Als Gewinner fühlen sich nach dem Wahlabend auch die Grünen. „Das ist Wahnsinn“, freut sich ihr Fraktions-Chef Till Müller, der sein Boldixumer Direktmandat nicht nur verteidigt, sondern dort auch das beste Ergebnis aller Direktkandidaten eingefahren hat. „Vor fünf Jahren haben wir zum ersten Mal ein Direktmandat geholt. Dass da jetzt noch eins oben drauf kam, damit hätten wir nicht gerechnet“, freut er sich, dass die Grünen jetzt in der Stadtvertretung und den Ausschüssen mehr Einfluss haben werden. „Ich hoffe, dass wir unsere Akzente nun besser setzen können, als in der letzten Wahlperiode“, sagt Müller, der ankündigt, auch wenn jetzt wohl alles auf den von der CDU gesetzten Kandidaten Hans-Ulrich Hess hinauslaufen werde, das Thema „hauptamtlicher Bürgermeister“ nicht aus den Augen zu lassen.

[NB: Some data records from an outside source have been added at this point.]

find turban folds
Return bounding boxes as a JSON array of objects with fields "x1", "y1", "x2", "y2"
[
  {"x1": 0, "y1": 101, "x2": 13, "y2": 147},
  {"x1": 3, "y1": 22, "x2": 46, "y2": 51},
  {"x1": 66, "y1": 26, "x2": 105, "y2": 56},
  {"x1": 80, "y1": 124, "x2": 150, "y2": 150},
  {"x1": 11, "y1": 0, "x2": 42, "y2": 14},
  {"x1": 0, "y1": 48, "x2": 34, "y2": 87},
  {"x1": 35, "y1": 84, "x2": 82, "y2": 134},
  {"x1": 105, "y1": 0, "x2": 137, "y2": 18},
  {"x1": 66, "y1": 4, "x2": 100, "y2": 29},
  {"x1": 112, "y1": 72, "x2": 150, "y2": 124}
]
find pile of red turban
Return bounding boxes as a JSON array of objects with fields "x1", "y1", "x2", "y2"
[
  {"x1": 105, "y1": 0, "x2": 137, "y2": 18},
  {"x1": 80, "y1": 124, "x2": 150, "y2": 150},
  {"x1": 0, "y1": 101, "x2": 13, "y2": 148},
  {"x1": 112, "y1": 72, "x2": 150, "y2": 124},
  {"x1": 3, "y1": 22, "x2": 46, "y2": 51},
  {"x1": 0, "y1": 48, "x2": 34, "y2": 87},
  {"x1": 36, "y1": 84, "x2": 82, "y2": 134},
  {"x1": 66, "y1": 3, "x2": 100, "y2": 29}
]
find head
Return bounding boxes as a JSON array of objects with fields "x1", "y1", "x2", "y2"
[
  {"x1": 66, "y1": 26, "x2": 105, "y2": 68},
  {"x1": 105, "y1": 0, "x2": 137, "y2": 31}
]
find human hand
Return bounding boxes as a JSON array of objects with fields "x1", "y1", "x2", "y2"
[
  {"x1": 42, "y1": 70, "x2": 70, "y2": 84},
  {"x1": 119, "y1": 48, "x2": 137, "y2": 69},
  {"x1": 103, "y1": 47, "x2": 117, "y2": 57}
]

„Ich hatte schon geahnt, dass wir Federn lassen müssen, das ist immer so, wenn die Wähler mit der Arbeit der etablierten Parteien zufrieden sind“, kommentiert Silke Ofterdinger-Daegel, die Fraktionsvorsitzende der Komunalen Gemeinschaft, dass die KG in der neuen Stadtvertretung einen Sitz weniger haben wird, als bisher. „Aber wir sind hier alle zufrieden“, schiebt sie nach und betont, dass der Verlust eines Sitzes auf die Arbeit der KG in den städtischen Gremien keinen großen Einfluss haben wird. „Und wie wir uns bei der Bürgermeisterwahl verhalten, dass werden wir mal sehen“, kündigt sie an.

„Unsere Stimmung ist gedrückt. Wir haben uns mehr erhofft“, ist SPD-Fraktions-Chef Peter Schaper enttäuscht. Er ist überzeugt davon, dass das bundesweite Tief seiner Partei auch auf die Kommunalwahl in Wyk ausgestrahlt hat. „Wir müssen unser Ergebnis jetzt erst mal in Ruhe verdauen und analysieren, da ist bei einigen schon eine große Enttäuschung“, sagt er und kündigt an: „Wir gehen jetzt frohen Mutes in die Opposition“.

„Oh, das ist ja erfreulich, das ist ja eine gute Nachricht“ – Manfred Thomas, der Spitzenkandidat der Linkspartei, hatte erst durch den Anruf unserer Redaktion gestern Mittag erfahren, dass er der neuen Stadtvertretung angehören wird. „Damit hätte ich nicht gerechnet“, so Thomas, „aber es freut mich, dass wir das geschafft haben, darauf müssen wir jetzt weiter aufbauen“. Was seine künftige Rolle als fraktionsloser Einzelkämpfer im Wyker Parlament angeht, das will Thomas jetzt erst mal auf sich zukommen lassen. „Aber wenn es eine vernünftige Basis gibt, bin ich nicht abgeneigt mit anderen zusammenzuarbeiten“, sagt er.